As NetApp entered the 21st century, there were numerous signs that its future in the data storage industry would include years of impressive growth. One promising development was the changing composition of the company's customers. Although NetApp could count scores of large, "blue-chip" corporations as customers during the late 1990s, the business they gave to NetApp accounted for less than a third of the company's sales volume. By 2002, a discernible shift in the source of the company's business had occurred, with 60 percent of annual sales coming from customers in financial services, the federal government, telecommunications, energy, and manufacturing. NetApp's customers included ExxonMobil, General Electric, Merrill Lynch, General Motors, and Ford.

Further optimism for the future was justified by growth projections for the corporate storage industry and by the increasing validity of NetApp's technological approach within the industry. Several of the company's larger rivals, such as EMC Corporation, offered large, complex storage boxes that sold for as much as $1 million. In contrast, NetApp's smaller filers sold for as little as $15,000, which could be cobbled together to form a system comprising as many as thousands of the company's devices. Based on the financial well-being of NetApp and EMC, NetApp's strategy appeared to enjoy greater market acceptance. According to estimates made by Merrill Lynch, NetApp was expected to exceed $80 million in net income in 2002 on 11 percent growth in revenue to nearly $900 million. EMC, on the other hand, was expected to report a net loss of $188 million for the year, along with a 32 percent drop in sales to $5.2 billion.

Looking ahead from 2002, prognostications were sanguine, an attitude projected by Warmenhoven. By 2006, according to one research firm, the overall storage market was expected to represent $24 billion worth of business, roughly the same level that existed in 2001. During the intervening five years, however, the networked storage facet of the industry was expected to increase from one-third to two-thirds of the market. Such growth translated into annual sales increases of 17 percent within the networked storage niche. Based on these projections, Warmenhoven foresaw NetApp wresting market share away from larger competitors during the five-year period. His declaration, as quoted in the November 25, 2002 issue of Forbes, conveyed the confidence permeating NetApp's Sunnyvale headquarters. In reference to rivals such as EMC, Warmenhoven vowed, "We will push them back in a corner."
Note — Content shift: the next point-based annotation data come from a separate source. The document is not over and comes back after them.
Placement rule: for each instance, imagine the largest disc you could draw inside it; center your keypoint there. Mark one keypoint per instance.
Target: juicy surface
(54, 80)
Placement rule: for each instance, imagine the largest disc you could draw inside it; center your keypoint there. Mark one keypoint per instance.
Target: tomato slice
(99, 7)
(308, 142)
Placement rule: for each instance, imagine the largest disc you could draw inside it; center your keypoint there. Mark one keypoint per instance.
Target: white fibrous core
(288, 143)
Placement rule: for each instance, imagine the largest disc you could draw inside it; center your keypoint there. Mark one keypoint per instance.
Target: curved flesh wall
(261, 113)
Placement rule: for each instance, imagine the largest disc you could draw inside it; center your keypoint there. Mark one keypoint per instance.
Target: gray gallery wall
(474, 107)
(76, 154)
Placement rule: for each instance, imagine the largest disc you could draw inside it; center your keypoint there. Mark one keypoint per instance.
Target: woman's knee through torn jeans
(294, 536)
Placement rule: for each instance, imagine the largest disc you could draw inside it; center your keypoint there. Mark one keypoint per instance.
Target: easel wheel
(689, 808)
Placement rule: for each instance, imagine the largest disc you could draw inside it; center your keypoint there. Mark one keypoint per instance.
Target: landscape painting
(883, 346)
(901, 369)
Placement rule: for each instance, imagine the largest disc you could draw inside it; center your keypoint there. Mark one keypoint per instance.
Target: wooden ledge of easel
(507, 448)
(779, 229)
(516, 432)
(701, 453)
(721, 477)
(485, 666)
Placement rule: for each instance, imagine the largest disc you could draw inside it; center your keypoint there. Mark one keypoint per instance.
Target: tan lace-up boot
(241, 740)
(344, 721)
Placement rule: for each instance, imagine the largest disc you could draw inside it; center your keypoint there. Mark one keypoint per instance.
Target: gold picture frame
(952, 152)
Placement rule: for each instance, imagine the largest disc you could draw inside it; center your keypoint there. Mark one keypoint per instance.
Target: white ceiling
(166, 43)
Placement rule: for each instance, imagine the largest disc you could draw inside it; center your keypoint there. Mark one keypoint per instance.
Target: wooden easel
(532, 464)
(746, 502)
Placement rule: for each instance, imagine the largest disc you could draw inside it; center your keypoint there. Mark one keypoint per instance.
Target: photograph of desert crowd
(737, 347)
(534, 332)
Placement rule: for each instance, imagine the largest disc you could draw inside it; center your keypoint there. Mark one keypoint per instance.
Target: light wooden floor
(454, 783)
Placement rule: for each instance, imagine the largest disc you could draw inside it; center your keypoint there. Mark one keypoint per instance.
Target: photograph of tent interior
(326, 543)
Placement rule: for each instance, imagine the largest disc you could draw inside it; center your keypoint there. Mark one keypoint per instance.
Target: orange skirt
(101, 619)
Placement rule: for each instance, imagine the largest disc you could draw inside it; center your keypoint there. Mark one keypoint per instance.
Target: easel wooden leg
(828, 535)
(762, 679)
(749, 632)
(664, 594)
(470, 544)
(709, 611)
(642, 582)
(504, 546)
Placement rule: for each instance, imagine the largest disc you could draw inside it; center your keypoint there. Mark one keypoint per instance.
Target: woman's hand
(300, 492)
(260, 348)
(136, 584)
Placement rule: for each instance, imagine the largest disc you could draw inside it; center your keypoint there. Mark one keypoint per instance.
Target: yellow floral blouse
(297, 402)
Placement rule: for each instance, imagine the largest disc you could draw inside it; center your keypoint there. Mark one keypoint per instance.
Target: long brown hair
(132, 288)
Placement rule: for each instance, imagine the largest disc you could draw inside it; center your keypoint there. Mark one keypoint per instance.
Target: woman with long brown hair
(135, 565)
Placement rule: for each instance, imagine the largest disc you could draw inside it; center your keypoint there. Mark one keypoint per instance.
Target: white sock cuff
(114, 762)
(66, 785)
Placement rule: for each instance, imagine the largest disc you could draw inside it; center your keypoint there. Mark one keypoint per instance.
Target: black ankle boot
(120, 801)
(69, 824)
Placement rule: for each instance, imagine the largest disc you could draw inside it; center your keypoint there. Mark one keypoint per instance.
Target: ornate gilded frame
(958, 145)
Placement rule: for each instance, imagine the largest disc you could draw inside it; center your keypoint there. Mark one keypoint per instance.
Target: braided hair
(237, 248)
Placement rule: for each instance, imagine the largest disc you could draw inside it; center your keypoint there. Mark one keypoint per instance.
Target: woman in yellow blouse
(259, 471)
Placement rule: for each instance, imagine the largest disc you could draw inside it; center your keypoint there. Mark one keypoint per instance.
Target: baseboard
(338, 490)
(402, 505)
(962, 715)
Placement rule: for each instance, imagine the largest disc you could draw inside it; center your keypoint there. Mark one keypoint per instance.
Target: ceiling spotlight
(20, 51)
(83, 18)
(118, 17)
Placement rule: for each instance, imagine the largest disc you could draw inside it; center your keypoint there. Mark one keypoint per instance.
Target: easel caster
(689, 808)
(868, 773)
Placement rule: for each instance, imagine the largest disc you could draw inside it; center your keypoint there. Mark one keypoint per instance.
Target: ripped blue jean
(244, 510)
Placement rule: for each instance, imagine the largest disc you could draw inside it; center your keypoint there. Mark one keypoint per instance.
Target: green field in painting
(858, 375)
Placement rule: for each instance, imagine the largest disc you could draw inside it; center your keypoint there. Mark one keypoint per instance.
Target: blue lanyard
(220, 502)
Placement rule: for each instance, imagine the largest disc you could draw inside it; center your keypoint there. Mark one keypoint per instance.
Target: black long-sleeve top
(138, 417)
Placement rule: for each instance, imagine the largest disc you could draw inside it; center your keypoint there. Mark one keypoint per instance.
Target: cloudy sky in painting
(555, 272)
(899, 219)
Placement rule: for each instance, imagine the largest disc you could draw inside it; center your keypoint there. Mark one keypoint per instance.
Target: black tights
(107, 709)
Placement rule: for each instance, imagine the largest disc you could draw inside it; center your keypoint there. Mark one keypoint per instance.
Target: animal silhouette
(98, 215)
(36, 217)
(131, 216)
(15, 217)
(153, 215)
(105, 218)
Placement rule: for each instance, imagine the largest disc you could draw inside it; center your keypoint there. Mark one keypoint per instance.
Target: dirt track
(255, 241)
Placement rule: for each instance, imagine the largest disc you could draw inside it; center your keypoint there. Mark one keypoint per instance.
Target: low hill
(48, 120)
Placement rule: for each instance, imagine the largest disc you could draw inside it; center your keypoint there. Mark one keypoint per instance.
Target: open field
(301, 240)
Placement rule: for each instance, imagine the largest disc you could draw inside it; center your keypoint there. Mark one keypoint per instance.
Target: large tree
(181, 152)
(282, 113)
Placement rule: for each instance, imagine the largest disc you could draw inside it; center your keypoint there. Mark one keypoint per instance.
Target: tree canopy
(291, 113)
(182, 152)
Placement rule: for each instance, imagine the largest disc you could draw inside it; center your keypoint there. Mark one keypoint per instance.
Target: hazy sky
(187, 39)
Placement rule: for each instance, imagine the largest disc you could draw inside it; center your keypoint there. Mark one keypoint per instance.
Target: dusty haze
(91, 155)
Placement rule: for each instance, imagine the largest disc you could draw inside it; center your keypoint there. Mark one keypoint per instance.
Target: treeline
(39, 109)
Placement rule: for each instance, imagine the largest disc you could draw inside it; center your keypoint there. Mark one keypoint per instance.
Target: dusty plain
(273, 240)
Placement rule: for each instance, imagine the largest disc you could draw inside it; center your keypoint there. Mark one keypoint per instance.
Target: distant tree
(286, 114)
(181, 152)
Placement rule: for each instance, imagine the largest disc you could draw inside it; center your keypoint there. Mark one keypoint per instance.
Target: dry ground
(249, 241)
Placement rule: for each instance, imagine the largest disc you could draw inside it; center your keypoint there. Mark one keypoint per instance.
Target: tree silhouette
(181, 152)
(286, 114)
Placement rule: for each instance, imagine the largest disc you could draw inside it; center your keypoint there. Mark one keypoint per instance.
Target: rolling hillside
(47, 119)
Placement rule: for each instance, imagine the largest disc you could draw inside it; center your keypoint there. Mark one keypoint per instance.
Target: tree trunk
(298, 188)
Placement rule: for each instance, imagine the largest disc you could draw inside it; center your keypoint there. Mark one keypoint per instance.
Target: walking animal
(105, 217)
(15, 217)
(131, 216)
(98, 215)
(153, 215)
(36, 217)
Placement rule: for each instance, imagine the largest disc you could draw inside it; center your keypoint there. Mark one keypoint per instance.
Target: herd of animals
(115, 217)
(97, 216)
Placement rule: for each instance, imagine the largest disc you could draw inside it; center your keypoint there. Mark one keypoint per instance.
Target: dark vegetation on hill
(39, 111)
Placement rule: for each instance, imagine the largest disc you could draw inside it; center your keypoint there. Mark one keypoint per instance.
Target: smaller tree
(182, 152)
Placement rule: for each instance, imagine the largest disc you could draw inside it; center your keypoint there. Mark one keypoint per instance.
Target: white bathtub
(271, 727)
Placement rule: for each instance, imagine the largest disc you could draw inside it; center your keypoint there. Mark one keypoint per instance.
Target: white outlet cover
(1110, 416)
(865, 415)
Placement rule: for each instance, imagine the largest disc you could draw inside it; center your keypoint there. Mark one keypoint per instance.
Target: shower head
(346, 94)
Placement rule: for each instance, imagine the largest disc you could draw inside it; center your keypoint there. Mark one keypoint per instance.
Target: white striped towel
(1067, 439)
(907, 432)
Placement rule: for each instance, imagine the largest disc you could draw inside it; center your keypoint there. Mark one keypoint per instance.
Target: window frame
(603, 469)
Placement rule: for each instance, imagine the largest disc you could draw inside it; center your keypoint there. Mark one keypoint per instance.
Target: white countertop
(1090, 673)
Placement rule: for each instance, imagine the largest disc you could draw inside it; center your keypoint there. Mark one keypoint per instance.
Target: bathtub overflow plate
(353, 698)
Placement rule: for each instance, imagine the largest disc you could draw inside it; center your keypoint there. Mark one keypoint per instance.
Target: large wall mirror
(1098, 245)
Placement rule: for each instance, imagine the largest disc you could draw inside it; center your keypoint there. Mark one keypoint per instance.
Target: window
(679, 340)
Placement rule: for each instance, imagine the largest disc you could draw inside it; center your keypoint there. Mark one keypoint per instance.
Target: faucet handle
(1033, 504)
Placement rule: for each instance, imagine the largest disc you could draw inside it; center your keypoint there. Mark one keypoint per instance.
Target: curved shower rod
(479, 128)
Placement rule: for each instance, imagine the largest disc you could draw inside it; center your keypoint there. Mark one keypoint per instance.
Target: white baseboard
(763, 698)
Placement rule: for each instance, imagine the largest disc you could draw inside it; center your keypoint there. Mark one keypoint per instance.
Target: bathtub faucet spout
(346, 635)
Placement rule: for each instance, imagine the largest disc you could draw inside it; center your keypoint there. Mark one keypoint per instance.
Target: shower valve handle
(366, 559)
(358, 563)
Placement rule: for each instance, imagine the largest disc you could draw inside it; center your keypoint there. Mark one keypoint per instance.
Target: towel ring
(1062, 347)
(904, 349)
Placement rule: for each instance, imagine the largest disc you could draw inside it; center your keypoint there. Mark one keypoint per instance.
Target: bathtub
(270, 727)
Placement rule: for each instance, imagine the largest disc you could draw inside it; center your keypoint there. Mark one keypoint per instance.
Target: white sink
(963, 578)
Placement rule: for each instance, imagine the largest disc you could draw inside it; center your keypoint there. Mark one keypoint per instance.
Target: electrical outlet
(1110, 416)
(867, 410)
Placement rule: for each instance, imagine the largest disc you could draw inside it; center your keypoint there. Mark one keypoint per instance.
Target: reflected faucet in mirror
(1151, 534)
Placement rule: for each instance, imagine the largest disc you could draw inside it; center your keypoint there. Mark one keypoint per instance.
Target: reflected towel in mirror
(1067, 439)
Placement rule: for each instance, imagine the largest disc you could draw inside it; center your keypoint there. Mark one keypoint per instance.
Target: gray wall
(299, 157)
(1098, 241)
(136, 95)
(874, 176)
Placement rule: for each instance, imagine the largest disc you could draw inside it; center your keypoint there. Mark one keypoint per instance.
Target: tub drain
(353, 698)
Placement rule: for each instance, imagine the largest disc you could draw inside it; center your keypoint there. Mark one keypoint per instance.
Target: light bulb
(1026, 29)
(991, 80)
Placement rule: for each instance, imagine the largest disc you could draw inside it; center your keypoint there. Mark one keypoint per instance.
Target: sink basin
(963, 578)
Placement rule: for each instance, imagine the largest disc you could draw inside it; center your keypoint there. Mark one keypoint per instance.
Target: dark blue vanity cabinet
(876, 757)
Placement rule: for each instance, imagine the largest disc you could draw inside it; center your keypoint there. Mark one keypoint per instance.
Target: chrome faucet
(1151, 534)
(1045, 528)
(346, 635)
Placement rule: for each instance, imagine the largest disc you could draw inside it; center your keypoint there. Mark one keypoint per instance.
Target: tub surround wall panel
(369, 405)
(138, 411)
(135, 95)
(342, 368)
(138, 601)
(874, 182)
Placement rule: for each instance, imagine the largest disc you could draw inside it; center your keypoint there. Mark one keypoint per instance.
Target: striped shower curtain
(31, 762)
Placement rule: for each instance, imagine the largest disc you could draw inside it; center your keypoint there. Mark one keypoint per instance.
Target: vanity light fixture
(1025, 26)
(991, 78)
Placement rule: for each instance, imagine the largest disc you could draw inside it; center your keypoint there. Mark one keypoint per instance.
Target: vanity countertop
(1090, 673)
Principal Subsidiaries: Network Appliance Ltd.; (U.K.); Network Appliance SARL (France); Network Appliance Srl. (Italy); Network Appliance GmbH (Germany); Network Appliance FSC Incorporated; Network Appliance KK (Japan); Network Appliance Ltd. (Ireland); Network Appliance GmbH (Switzerland); Network Appliance BV (Netherlands); Network Appliance GesmbH (Austria); Network Appliance SL (Spain); Network Appliance Global Ltd. (Bermuda); Network Appliance Denmark ApS; Network Appliance (Australia) Pty Ltd.; Network Appliance Mexico S de RL de CV; Network Appliance Singapore Private Ltd.; Network Appliance (Malaysia) Sdn Bhd; Network Appliance Systems (India) Private Ltd.; Network Appliance Argentina; Network Appliance (Brasil) Ltda.; Network Appliance Canada Ltd.; Network Appliance (Belgium) BVBA; Network Appliance Israel Ltd.; Network Appliance Poland Sp. z.o.o.; Network Appliance Federal Systems, Inc.; Network Appliance South Africa (Pty); Limited Network Appliance Sweden AB.

Principal Competitors: EMC Corporation; Hewlett-Packard Company; International Business Machines Corporation; Hitachi Data Systems Corporation.